Using GroNLP/bert-base-dutch-cased for embeddings

Open florismeininger opened this issue 1 year ago • 1 comments

Your question

Good morning,

First of all thanks for building this awesome repository!

I was wondering if you could help me out with a problem I'm facing. I'm quite new to this so I might be doing it entirely wrong.

I want to create embeddings for calculating text similarity. The embedding model has to be compatible for Dutch language, so I wanted to use this BERT model:

https://huggingface.co/GroNLP/bert-base-dutch-cased

This is my code:

$extractor = pipeline('embeddings', 'GroNLP/bert-base-dutch-cased');
$embeddings = $extractor($value, normalize: true, pooling: 'mean');

This is the error I'm getting:

"Error 0 occurred while trying to load file from https://huggingface.co/GroNLP/bert-base-dutch-cased/resolve/main/onnx/model_quantized.onnx"

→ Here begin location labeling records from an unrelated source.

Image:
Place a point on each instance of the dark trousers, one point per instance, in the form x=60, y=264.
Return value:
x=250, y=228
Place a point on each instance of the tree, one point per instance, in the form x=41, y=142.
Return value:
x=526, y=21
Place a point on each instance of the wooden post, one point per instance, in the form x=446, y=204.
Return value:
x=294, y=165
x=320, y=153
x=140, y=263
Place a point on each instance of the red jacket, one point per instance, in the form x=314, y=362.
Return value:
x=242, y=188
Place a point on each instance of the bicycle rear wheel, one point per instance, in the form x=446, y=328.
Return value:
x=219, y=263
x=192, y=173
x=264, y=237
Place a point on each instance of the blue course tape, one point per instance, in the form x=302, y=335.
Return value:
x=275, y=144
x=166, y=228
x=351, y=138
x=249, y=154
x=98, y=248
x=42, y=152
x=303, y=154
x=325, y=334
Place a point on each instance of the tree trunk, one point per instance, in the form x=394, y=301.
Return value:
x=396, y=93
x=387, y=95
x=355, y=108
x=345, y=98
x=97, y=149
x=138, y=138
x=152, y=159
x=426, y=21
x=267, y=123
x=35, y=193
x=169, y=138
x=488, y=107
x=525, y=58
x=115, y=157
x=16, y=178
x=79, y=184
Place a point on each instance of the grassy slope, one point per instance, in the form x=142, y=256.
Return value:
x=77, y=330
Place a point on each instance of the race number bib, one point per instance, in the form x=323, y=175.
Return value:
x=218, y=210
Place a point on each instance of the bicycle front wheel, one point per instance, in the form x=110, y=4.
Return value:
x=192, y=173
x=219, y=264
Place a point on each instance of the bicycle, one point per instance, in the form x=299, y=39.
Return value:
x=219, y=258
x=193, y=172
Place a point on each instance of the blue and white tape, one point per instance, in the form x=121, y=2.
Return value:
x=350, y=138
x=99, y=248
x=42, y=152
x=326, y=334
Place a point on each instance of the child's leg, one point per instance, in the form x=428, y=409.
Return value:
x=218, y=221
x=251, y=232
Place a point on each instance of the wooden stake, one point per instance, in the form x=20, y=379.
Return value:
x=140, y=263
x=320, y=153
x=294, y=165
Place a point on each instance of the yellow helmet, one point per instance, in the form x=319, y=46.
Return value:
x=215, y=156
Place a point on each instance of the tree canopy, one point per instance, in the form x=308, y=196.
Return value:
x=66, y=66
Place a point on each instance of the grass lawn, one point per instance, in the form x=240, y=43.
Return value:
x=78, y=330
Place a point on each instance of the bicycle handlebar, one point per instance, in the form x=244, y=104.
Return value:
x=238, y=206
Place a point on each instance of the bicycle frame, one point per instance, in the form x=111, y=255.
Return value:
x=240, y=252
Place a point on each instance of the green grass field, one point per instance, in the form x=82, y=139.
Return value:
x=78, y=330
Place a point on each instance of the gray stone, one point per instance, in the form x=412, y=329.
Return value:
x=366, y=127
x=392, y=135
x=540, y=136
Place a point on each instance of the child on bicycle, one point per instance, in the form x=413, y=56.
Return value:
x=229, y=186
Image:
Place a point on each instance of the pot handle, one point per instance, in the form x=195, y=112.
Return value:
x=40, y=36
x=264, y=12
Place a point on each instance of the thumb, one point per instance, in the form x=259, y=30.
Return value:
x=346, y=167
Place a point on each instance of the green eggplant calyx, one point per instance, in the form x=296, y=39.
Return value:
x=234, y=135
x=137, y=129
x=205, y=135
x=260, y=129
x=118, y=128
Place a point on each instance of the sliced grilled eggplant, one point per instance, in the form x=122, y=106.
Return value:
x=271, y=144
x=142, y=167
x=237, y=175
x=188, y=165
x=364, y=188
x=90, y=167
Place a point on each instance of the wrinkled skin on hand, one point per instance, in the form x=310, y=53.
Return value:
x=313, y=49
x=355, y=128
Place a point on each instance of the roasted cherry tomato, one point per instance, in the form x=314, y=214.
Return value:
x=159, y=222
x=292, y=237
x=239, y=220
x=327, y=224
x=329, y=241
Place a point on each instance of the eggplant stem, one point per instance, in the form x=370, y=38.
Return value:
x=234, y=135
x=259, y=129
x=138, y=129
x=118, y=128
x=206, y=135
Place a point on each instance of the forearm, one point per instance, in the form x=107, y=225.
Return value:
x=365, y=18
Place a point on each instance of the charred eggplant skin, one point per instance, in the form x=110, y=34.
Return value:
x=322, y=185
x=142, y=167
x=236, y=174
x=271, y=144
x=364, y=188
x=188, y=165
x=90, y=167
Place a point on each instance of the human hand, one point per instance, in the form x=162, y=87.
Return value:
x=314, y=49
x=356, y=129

Is there another way I can use this model for creating embeddings? Thanks in advance for your time!

Context (optional)

No response

Reference (optional)

No response

Dec 06 '24 08:12 florismeininger

Hi,

If you check the repository at this link, you’ll see that there is no file named model.onnx or model_quantized.onnx, and no onnx directory.

If the repository contains an ONNX file under a different name, you can specify it using the --model-filename option (as documented here).

vendor/bin/transformers download Lajavaness/sentence-camembert-large --model-filename=model_O2

When you need to use it, pass the parameter modelFilename (as documented here)

$extractor = pipeline('embeddings', 'Lajavaness/sentence-camembert-large', modelFilename: 'model_O2');

In your case, you’ll need to convert the model to ONNX format using Optimum (documentation here) and follow the instructions provided here.

Mar 12 '25 10:03 bastienrossi